Por: Raúl Mejía
Me informan que el mundial de futbol empieza en unas horas. Es la primera vez que arribo a esta cita sin emoción ¡y vaya que sobre mis espaldas se acumulan campeonatos!
Pongámoslo en perspectiva histórica: mis primeras nociones de esta competencia datan de 1966. En ese año era un escuincle y no me importó ver algún partido, pero tengo vagas nociones de la frustración de los adultos a mi alrededor. Por segunda vez estuvimos “a un pelito” de pasar a la siguiente ronda (la primera fue en Chile 62) y esto empezaba a ser una bochornosa costumbre sólo atribuible al fatídico destino cebándose en nuestras guadalupanas certezas, la conquista española y los pinches gringos.
Los periodos de mi vida empezaron a ser comprensibles, analizables y valorados por cada mundial a partir de 1970. Luego de ese cotejo, casi toda mi vida está sectorizada -para fines de ubicación histórica- por reflexiones como “empecé a trabajar en El Limón de Papatzindán unos meses antes del mundial en España” o “el Renault 5 lo compré luego de Italia 90 cuando nos prohibieron participar por transas” o “debió ser antes de México 86 porque Fabrizio aún no nacía”
Así estuvo estructurada la narrativa de mi vida al menos hasta el mundial pasado, pero esta vez no. Qatar me llega como la noticia del próximo disco de Los Tigres del Norte: un acontecimiento irrelevante, sin peso ni alma. ¿Cambió el futbol, la vida o ya no entiendo lo que pasa?
Por décadas pretendí dar la impresión de que el destino de la patria no me importaba cuando de futbol se trataba, pero la mera verdad era otra: mi vida tuvo algo de sentido cuando el Tri fue dirigido por Menotti, Mejía Barón, Lapuente, Lavolpe y El Piojo Herrera… y ya. Ahí se detuvo.
Como todo en esta vida, son varios los factores que contribuyeron a diluir mi interés en el futbol local. Uno, claro, la globalización. Mi devoción por el Atlético Morelia se alimentó de la inocencia. No tener acceso a partidos de otras latitudes y geografías convertía en gigante al Mudo Juárez, pero apenas pudimos acceder a los partidos de otras partes del mundo empecé a ver lo limitado de nuestros alcances.
MÁS DEL MUNDIAL:
Lo mismo con la selección nacional. No fue culpa del Tata Martino mi alejamiento. Ese chico sólo tiene el material humano de todos conocido -y su necedad hace el resto. Pasó algo más contundente: tenemos acceso al mejor balompié y en esa categoría no cotizamos. No debemos ser escarnecidos por preferir la calidad sobre los productos nacionales de a peso. Se siente gacho pues, pero incluso las fidelidades nacionales se han desdibujado. Hoy nos podemos sentir más del Bayern que del Necaxa y estamos lejos de las fidelidades inglesas por los equipos de media tabla.

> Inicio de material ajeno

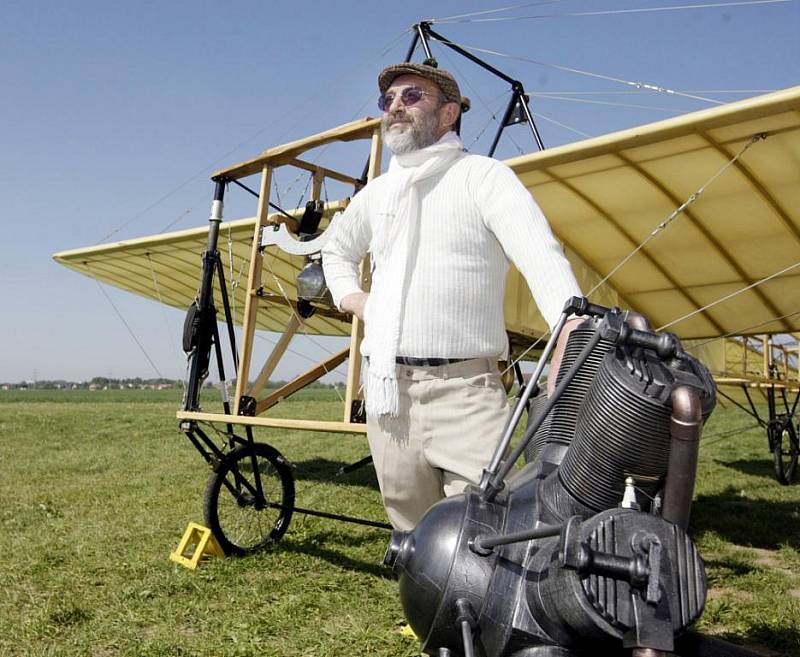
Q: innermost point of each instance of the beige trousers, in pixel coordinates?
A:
(450, 421)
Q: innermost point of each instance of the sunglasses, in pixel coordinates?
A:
(409, 96)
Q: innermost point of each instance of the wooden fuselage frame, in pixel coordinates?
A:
(266, 164)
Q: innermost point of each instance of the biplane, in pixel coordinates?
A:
(691, 221)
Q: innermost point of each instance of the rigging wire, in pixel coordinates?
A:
(293, 311)
(742, 331)
(727, 297)
(678, 211)
(610, 12)
(491, 11)
(586, 101)
(549, 119)
(569, 69)
(294, 111)
(162, 305)
(617, 92)
(128, 326)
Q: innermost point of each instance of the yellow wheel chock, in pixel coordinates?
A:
(198, 543)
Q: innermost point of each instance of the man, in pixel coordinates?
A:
(440, 227)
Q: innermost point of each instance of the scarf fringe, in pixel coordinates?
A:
(382, 395)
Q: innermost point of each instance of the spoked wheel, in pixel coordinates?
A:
(242, 519)
(785, 449)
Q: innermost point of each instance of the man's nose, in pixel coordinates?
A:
(396, 103)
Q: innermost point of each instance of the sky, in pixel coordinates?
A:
(114, 114)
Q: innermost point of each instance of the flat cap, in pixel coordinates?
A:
(443, 79)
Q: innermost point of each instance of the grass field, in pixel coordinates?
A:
(97, 488)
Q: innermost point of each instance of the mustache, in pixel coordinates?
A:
(397, 117)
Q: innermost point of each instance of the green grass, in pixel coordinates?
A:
(97, 488)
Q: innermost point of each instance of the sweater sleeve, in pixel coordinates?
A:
(345, 250)
(511, 213)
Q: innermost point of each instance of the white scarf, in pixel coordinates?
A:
(394, 246)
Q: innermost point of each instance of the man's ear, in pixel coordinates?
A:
(450, 112)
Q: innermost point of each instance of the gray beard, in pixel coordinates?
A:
(421, 133)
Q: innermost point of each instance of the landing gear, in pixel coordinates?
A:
(783, 444)
(249, 499)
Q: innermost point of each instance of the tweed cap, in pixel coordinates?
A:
(443, 79)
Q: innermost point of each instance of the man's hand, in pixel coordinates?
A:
(354, 304)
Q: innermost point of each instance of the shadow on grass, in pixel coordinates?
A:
(757, 523)
(328, 471)
(323, 546)
(750, 644)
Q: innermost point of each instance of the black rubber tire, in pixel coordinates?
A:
(239, 523)
(785, 451)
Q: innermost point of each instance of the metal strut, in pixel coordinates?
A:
(519, 100)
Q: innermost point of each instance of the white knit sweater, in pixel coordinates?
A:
(474, 217)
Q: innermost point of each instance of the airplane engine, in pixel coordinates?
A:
(584, 550)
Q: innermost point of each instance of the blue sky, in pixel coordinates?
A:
(114, 114)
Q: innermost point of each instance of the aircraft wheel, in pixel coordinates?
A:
(785, 449)
(241, 520)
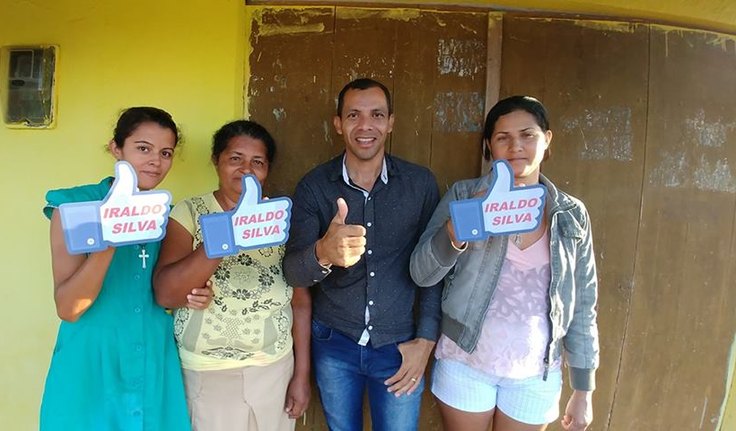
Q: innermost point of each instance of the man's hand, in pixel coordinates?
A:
(343, 244)
(297, 396)
(414, 357)
(579, 411)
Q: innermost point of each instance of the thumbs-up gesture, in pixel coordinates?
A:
(125, 216)
(343, 244)
(504, 210)
(253, 223)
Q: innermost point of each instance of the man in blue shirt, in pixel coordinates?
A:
(354, 224)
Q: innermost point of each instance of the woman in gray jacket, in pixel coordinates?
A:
(514, 306)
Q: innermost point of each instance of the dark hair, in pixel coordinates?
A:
(508, 105)
(363, 84)
(133, 117)
(242, 128)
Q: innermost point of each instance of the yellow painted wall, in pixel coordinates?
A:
(717, 15)
(184, 56)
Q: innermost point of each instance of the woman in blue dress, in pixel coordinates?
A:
(115, 364)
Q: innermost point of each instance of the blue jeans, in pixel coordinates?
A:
(344, 370)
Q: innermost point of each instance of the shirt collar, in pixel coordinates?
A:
(346, 177)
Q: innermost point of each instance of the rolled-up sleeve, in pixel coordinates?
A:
(581, 341)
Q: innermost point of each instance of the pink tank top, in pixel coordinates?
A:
(515, 333)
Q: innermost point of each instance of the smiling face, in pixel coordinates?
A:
(364, 124)
(243, 155)
(150, 150)
(518, 139)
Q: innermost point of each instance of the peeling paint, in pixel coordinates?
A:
(279, 114)
(711, 38)
(674, 170)
(716, 177)
(729, 387)
(275, 29)
(705, 133)
(396, 14)
(460, 57)
(671, 171)
(458, 112)
(606, 133)
(614, 26)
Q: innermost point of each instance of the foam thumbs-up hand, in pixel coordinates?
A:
(253, 223)
(343, 244)
(504, 210)
(125, 216)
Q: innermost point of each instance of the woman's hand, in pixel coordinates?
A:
(200, 298)
(297, 396)
(579, 411)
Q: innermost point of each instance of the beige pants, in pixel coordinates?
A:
(240, 399)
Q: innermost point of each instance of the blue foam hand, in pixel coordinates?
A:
(253, 223)
(504, 209)
(125, 216)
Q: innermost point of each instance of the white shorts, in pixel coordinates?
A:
(531, 401)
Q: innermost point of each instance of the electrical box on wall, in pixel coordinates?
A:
(29, 92)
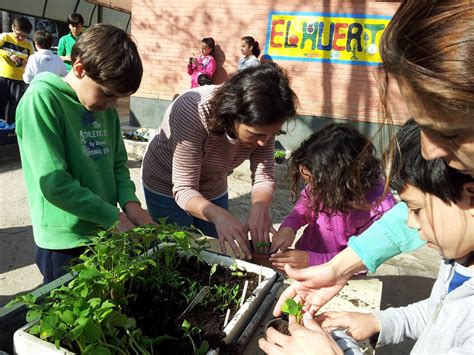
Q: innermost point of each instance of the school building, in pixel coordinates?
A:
(329, 47)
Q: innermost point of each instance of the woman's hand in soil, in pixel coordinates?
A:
(307, 339)
(313, 287)
(297, 259)
(137, 215)
(229, 229)
(360, 326)
(259, 224)
(283, 239)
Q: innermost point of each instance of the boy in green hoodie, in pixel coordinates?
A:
(72, 152)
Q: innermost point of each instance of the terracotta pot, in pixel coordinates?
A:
(279, 324)
(261, 259)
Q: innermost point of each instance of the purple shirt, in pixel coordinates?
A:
(324, 235)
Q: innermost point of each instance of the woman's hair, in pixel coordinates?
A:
(209, 41)
(75, 19)
(343, 168)
(257, 96)
(21, 23)
(433, 177)
(253, 43)
(429, 46)
(110, 57)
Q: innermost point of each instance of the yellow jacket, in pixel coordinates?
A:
(10, 45)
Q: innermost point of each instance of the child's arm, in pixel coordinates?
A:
(41, 146)
(359, 325)
(298, 217)
(387, 237)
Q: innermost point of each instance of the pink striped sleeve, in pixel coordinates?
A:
(187, 135)
(262, 167)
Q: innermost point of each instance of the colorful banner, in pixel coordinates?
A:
(325, 37)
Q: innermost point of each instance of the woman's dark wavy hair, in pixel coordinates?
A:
(110, 57)
(429, 45)
(343, 168)
(433, 177)
(257, 96)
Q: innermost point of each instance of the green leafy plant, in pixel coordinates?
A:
(91, 314)
(291, 307)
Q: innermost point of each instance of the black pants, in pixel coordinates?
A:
(53, 263)
(11, 92)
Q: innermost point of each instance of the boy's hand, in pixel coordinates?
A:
(297, 259)
(360, 326)
(136, 214)
(124, 224)
(283, 239)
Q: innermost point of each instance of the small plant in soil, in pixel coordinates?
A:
(126, 300)
(280, 156)
(293, 308)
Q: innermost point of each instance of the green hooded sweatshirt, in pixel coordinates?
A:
(74, 164)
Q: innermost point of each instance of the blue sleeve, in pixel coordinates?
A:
(387, 237)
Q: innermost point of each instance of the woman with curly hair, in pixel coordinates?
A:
(343, 196)
(207, 132)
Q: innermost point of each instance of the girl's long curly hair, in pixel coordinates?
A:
(343, 168)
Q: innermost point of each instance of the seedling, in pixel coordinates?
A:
(293, 308)
(263, 245)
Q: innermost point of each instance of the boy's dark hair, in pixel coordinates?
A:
(110, 58)
(43, 38)
(253, 43)
(209, 41)
(22, 24)
(343, 168)
(204, 79)
(258, 96)
(433, 177)
(75, 19)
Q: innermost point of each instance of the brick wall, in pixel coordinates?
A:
(168, 32)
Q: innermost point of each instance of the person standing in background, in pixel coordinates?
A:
(76, 25)
(204, 64)
(250, 49)
(44, 59)
(14, 52)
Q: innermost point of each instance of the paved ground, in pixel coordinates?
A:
(406, 278)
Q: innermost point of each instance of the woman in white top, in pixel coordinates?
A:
(250, 49)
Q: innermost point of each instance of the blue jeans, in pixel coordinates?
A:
(163, 206)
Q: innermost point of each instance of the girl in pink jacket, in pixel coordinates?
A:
(204, 64)
(337, 202)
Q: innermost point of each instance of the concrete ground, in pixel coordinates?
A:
(406, 278)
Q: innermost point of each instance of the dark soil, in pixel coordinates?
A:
(156, 311)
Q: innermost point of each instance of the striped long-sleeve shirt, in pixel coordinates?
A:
(185, 160)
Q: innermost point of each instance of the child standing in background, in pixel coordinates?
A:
(44, 59)
(204, 64)
(14, 52)
(250, 49)
(76, 26)
(337, 202)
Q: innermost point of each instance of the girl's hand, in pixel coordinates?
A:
(259, 224)
(283, 239)
(307, 339)
(229, 229)
(360, 326)
(297, 259)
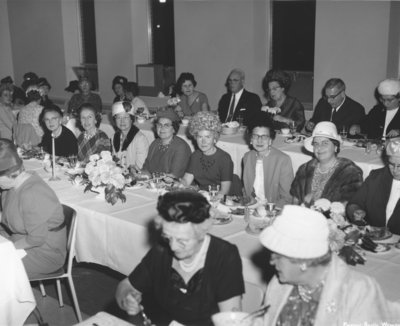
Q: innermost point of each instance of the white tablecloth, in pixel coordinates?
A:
(116, 236)
(16, 296)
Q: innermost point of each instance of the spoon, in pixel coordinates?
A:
(257, 313)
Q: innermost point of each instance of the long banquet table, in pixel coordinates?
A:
(117, 236)
(16, 296)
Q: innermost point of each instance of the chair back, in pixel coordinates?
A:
(70, 221)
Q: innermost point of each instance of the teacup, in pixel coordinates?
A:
(285, 131)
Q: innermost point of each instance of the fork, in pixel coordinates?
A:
(257, 313)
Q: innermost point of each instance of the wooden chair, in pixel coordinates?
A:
(66, 270)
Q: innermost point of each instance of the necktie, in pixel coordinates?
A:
(333, 114)
(231, 109)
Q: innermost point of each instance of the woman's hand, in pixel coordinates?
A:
(128, 298)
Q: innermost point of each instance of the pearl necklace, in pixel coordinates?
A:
(192, 266)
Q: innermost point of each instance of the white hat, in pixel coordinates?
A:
(322, 129)
(299, 232)
(389, 87)
(118, 107)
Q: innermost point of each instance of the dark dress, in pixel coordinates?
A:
(291, 108)
(65, 144)
(210, 169)
(373, 197)
(167, 297)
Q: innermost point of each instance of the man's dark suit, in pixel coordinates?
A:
(373, 197)
(249, 107)
(350, 113)
(374, 123)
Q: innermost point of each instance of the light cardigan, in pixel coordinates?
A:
(348, 297)
(135, 153)
(278, 175)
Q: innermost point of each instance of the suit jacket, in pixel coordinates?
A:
(249, 106)
(373, 197)
(350, 113)
(374, 123)
(278, 175)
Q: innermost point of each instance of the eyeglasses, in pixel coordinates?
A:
(165, 125)
(124, 118)
(332, 97)
(181, 242)
(258, 137)
(323, 144)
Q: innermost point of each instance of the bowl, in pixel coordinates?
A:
(285, 131)
(231, 318)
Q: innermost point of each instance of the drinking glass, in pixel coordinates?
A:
(343, 132)
(213, 191)
(292, 126)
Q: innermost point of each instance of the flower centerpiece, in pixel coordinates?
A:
(343, 236)
(103, 174)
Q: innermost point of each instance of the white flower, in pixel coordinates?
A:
(93, 158)
(337, 208)
(106, 156)
(322, 205)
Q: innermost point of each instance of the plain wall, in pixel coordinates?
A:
(37, 42)
(6, 62)
(214, 36)
(351, 42)
(122, 41)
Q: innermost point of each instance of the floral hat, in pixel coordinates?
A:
(322, 129)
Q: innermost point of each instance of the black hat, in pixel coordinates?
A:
(30, 76)
(6, 80)
(119, 80)
(43, 82)
(73, 86)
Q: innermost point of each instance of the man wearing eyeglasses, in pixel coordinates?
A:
(383, 121)
(238, 104)
(336, 107)
(377, 202)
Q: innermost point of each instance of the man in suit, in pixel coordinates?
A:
(335, 106)
(238, 102)
(378, 199)
(384, 118)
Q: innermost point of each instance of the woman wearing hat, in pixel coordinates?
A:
(377, 201)
(208, 165)
(7, 117)
(384, 118)
(64, 139)
(326, 175)
(119, 84)
(129, 144)
(168, 153)
(189, 274)
(45, 88)
(312, 286)
(32, 216)
(92, 140)
(85, 96)
(28, 130)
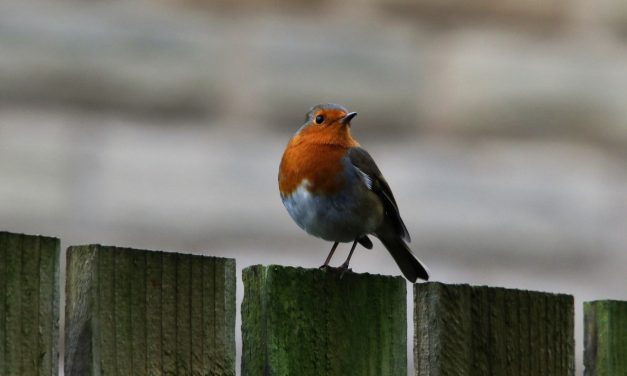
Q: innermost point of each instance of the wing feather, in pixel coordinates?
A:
(371, 176)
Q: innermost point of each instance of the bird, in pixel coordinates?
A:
(333, 189)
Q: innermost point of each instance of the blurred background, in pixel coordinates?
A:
(501, 126)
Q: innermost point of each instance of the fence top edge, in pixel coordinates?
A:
(112, 248)
(303, 270)
(43, 237)
(432, 284)
(605, 301)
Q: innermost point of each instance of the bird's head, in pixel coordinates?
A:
(329, 115)
(327, 124)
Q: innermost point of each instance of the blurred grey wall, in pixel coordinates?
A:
(501, 127)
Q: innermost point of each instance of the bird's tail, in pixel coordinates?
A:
(411, 267)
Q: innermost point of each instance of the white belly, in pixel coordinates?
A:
(335, 218)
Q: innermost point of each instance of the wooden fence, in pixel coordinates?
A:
(136, 312)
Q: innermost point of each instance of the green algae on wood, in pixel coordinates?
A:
(311, 322)
(479, 330)
(605, 338)
(29, 304)
(134, 312)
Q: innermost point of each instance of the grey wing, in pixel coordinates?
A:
(371, 176)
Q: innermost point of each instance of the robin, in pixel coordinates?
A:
(334, 190)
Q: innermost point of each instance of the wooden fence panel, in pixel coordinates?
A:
(29, 302)
(605, 338)
(133, 312)
(310, 322)
(471, 330)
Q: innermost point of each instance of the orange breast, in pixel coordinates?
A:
(315, 155)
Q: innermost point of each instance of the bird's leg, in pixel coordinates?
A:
(326, 262)
(350, 254)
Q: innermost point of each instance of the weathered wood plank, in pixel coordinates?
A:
(471, 330)
(29, 295)
(310, 322)
(605, 340)
(135, 307)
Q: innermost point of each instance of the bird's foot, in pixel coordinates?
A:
(343, 269)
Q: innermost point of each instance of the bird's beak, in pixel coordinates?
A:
(347, 119)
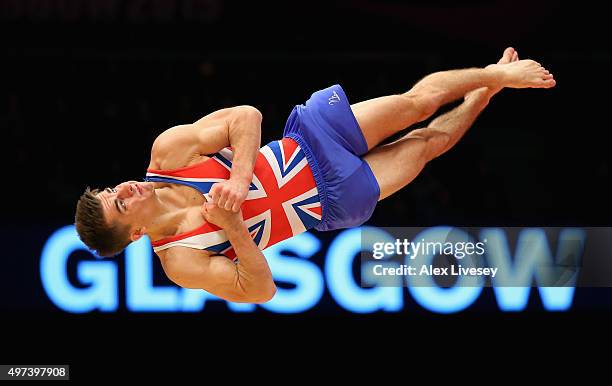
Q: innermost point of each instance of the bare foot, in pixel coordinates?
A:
(510, 55)
(523, 74)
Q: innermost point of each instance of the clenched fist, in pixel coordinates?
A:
(229, 195)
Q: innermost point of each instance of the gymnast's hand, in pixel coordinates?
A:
(220, 217)
(230, 194)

El Tri me da un poco de pena y lo diré como si me importara: no somos capaces de articular un ataque, llegamos al área exangües y sólo tenemos uno o dos jugadores de talla mundial. Lo digo sin un ápice de pesar: es la primera vez que el destino futbolero de México dejó de angustiarme.
¡Ay, el amor acaba! ¡Cuánta razón tenía el príncipe de la canción!
Nunca he creído en los milagros, pero en esta ocasión se necesitará uno para una mediana sorpresa. Dije “no me importa el destino futbolero de México” pero tampoco me voy por el azote y la victimización.
Seamos realistas: las posibilidades de salir estropeados de Qatar son altísimas, pero tampoco nos pongamos intensos. Polonia no es la gran cosa aun con su preciado Lewandowsky… y si no le ganamos a Arabia Saudita será una vergüenza que ni el recuerdo de Argentina 78 podrá opacar.
Para terminar, les dejo algunas preguntas siempre presentes en los mundiales cuando se trata de dar la nota en el extranjero:
¿La valentía mexicana se hará presente con el ridículo grito de “eee… puto”?
¿A cuántos paisanos meterán al bote por infringir las leyes de ese exótico país?
¿Se superará el número de sombrerotes charros en los estadios?